ヘッジファンド戦略(1) 株式ロングショート

シブサワ・アンド・カンパニー渋澤健が綴る「オルタナティブ投資」の世界。「オルタナティブ投資」が目指す絶対的収益の根源とは?(現在は更新しておりません)

ヘッジファンド戦略(1) 株式ロングショート

ヘッジファンドの原点です。株式運用は、経済(マクロ)や企業業績(ミクロ)の拡大によって株価が上昇する際には素晴らしい成果を出すことができます。ただ、何らかの理由で市場が下落する局面では損失の額は少なくありません。1949年にアルフレッド・ウィンスロー・ジョーンズという社会学の博士がふと思いつきました。

 株式のロング(買い)とショート(空売り)を組み合わせれば、市場が下落した際には買いのポジションは損が出るが、空売りのポジションは益が出て、損失から逃れるかもしれない。

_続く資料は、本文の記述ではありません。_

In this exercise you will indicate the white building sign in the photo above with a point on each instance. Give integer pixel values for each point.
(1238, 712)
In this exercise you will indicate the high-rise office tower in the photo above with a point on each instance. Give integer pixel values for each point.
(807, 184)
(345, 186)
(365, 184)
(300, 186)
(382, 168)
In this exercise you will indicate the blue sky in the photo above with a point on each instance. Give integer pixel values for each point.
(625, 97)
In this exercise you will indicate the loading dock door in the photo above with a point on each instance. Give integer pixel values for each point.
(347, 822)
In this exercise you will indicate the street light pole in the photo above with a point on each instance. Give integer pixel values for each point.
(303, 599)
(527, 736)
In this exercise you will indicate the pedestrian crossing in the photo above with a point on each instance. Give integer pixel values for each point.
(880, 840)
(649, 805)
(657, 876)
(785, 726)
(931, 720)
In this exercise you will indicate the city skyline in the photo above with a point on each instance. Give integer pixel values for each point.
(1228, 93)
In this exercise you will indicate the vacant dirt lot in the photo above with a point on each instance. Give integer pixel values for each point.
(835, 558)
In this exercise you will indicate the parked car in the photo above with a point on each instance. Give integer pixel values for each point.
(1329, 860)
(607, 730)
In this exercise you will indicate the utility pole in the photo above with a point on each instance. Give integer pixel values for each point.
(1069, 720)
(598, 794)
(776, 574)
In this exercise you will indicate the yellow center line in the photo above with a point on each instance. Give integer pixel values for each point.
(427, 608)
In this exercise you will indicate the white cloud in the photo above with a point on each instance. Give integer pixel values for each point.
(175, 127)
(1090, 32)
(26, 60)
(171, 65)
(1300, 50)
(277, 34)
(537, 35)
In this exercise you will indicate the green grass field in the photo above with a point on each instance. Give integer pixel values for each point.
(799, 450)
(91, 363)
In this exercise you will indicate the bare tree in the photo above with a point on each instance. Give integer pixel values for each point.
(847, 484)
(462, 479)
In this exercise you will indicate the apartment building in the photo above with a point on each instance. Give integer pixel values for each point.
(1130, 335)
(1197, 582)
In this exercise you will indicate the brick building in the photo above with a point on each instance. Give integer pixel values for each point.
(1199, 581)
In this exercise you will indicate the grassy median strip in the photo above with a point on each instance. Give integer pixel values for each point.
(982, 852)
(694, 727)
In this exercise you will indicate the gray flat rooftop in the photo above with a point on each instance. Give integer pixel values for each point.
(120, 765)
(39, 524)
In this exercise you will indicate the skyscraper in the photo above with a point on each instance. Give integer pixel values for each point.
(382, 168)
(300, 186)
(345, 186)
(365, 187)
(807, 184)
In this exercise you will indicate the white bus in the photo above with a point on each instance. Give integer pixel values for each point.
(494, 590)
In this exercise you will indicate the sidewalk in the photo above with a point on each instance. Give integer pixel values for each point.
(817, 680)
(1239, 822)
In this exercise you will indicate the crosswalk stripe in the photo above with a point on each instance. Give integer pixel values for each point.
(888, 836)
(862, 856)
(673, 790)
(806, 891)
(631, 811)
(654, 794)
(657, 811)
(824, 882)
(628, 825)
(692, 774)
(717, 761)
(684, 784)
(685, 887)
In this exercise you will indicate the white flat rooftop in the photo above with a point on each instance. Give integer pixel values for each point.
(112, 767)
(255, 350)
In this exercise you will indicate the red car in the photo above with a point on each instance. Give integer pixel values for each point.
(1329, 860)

このように「守られた」ポジションを「ヘッジ」と言います。このような手法を活用したファンド、すなわち「ヘッジファンド」の誕生です。

 経済や株式市場全体という「マクロ」が上昇しても、個別の株式という「ミクロ」は全部同じ比率で上昇する訳ではありません。上昇する際にはどこかの産業セクターや個別企業が元気良く全体を引っ張って行くという傾向が一般的です。一方、全体が下落基調でも、打たれ強いセクターや企業もあります。このように強い銘柄は、その企業の業績に基づいています。

 では、このように企業業績に基づいた強い企業を買って、逆に弱い企業を売れば、経済や市場全体が上昇しようが、下落しようが、その組み合わせのポジションが儲かる可能性は高まります。このように、株式ロングショートのマネジャーの目利きというのは、株式市場全体の方向性を予想するのではなく、包括的かつ詳細な企業業績分析を基に今後の企業の比較的な強弱を発掘(ストック・セレクション)してロングとショートの組み合わせを投資することです。
 なぜ、「比較的な強弱」が大事かというと、絶対的に強かった会社Aを買って絶対的に弱かった会社Bを空売りすると、逆説に聞こえるかもしれませんが、実は損失が出てしまう可能性は低くないのです。

 Aはその強さに引かれて買っている投資家が多く、Bの場合はその弱さを敬遠して売ってしまった投資家が多いのです。この状態で、強いAが弱い予兆を出したときに次に買う投資家が少なくなり、弱いBが回復の予兆を出したときには次に売る投資家が少なくなります。いくら強い会社でも株価が上昇を続けるには次の買い手が必要で、いくら弱い会社でも下落するときには次の売り手が必要になります。

 企業分析により、このような相対的な強弱の予兆に確信を持った株式ロングショートのマネジャーは、逆に強かったAが相対的に弱くなるという見込みがあるので売って、弱かったBが相対的に強くなる見込みがあるので買います。そういう意味では、市場のコンセンサスを常に先取る情報収集、分析とセンスが必要であります。

 株式ロングショートは様々なヘッジファンド戦略の中でも、株式市場というマクロ領域の中で多数の個別銘柄というミクロが企業業績によって様々な動きをするので、全体が芳しくないように見えても、勝者が必ず存在することが大きな特徴です。この戦略を活用するヘッジファンドのマネジャー数も圧倒的に多く、リスクを抑えながらもリターンを重視したい投資家であれば、決して外すことができないヘッジファンド戦略です。